Louise Lacavalier, a partir do blog de João Perene

domingo, 8 de novembro de 2009

doce solidão

ela é uma mulher conformada e triste, que maternalmente me abraça à noite, pondo-me a dormir. e, à luz terna do novo sol, solta em meus braços - adormecida, calma e frágil - é uma virgem bela.
e apenas minha.

sábado, 7 de novembro de 2009

manhã seguinte


o sol descansa seu laranja quentinho em minha janela.
é sua despedida.
eu sorrio e lhe abençoo a partida.
foi belo, o dia!
e, além do mais, o sol é um bom rapaz:
quando vai, sempre promete voltar.

sexta-feira, 6 de novembro de 2009

diários de boêmia

café, cigarro e álcool - nome de bar, sem restaurante. 
noites sem fins, sono conturbado, sonhos cansativos... 
ah! a vida não me deixa descansar à euforia de copos com gelo em corpos congelados. 

(se aqui fosse moscou, talvez não transpirássemos... ah, se aqui ainda houvesse "se mágico"!)

sobretudo, ainda não será hoje. 
sono só e profundo. 
teto, qualquer conhecido, para se ver ao acordar.

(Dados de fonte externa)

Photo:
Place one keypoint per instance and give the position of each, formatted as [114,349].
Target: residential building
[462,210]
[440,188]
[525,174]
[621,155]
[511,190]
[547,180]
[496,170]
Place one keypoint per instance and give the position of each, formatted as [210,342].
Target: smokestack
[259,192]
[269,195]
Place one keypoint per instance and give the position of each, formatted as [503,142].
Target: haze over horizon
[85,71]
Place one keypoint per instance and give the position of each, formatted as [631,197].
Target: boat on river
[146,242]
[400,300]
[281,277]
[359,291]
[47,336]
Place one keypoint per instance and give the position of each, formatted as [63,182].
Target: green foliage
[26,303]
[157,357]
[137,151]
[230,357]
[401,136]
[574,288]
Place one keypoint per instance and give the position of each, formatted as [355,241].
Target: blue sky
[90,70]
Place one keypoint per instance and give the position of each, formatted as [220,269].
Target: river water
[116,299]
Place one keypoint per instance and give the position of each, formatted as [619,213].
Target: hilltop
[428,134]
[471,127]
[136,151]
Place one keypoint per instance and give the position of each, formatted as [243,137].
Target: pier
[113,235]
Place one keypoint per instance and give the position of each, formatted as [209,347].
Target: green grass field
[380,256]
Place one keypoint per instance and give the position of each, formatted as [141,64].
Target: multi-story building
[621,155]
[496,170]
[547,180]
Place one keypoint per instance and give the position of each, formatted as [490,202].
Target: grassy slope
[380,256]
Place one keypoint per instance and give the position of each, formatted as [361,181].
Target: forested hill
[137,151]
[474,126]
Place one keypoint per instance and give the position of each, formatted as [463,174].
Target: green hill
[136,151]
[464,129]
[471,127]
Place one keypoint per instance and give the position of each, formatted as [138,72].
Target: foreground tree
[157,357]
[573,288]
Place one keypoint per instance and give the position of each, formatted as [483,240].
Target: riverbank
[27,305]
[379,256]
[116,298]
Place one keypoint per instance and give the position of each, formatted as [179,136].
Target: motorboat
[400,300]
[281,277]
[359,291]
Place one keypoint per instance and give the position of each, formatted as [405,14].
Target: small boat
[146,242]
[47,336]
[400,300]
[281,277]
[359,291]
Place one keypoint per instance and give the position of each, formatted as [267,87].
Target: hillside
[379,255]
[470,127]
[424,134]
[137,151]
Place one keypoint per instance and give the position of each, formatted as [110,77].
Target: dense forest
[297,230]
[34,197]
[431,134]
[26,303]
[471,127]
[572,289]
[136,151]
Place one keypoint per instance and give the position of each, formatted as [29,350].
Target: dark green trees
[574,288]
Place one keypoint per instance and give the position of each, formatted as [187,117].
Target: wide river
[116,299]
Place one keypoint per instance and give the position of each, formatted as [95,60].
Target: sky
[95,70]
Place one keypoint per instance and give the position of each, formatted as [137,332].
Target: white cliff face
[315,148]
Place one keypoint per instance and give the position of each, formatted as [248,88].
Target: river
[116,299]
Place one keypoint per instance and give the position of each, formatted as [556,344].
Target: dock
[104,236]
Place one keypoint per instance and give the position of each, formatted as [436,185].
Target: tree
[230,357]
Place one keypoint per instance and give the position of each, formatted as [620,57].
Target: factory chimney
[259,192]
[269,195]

quinta-feira, 5 de novembro de 2009

discurso


a pior coisa que se pode aprender sobre as verdades é que elas passam.


da noite para o dia


o que liga o dia à noite é um fim. um fim de tarde.





É de imaginar bobagem
quando a gente liga na televisão
toda dor repousa na vontade
todo amor encontra sempre a solidão

todos os encontros todos os poemas
manda me avisar

todos os embates todos os dilemas
manda me avisar
manda me avisar 

eu sei
todo ser humano
pode ser um anjo

terça-feira, 3 de novembro de 2009


- cadê o doce que você trouxe pra mim?
- oxi... joguei fora.
- como assim você jogou fora?
- não era de guardar... e você disse que não queria... o que eu ia fazer?
- meu Deus, no mínimo, esperar um pouco.
- esperar!? eu não sei esperar não. 


mágica


a certeza não é fruto de elaboração. 
é a ascensão da inflamação à chama. 
uma magia que reinstala o tempo.


segunda-feira, 2 de novembro de 2009

"a vida é um tapete persa"



posso te dar o meu lado e todos os meus lados serão pouco. só. ao lado. o amor não solucionará. é ele mais um caminho. 
não é a vida concretude, é de tudo sensação. 
ar que falta, sobra e transcende cantos do corpo.
o respirar em um, dois, três... 
o respirar dos tempos do presente em conjunção. 
vida é encontro e o que em si ele revela.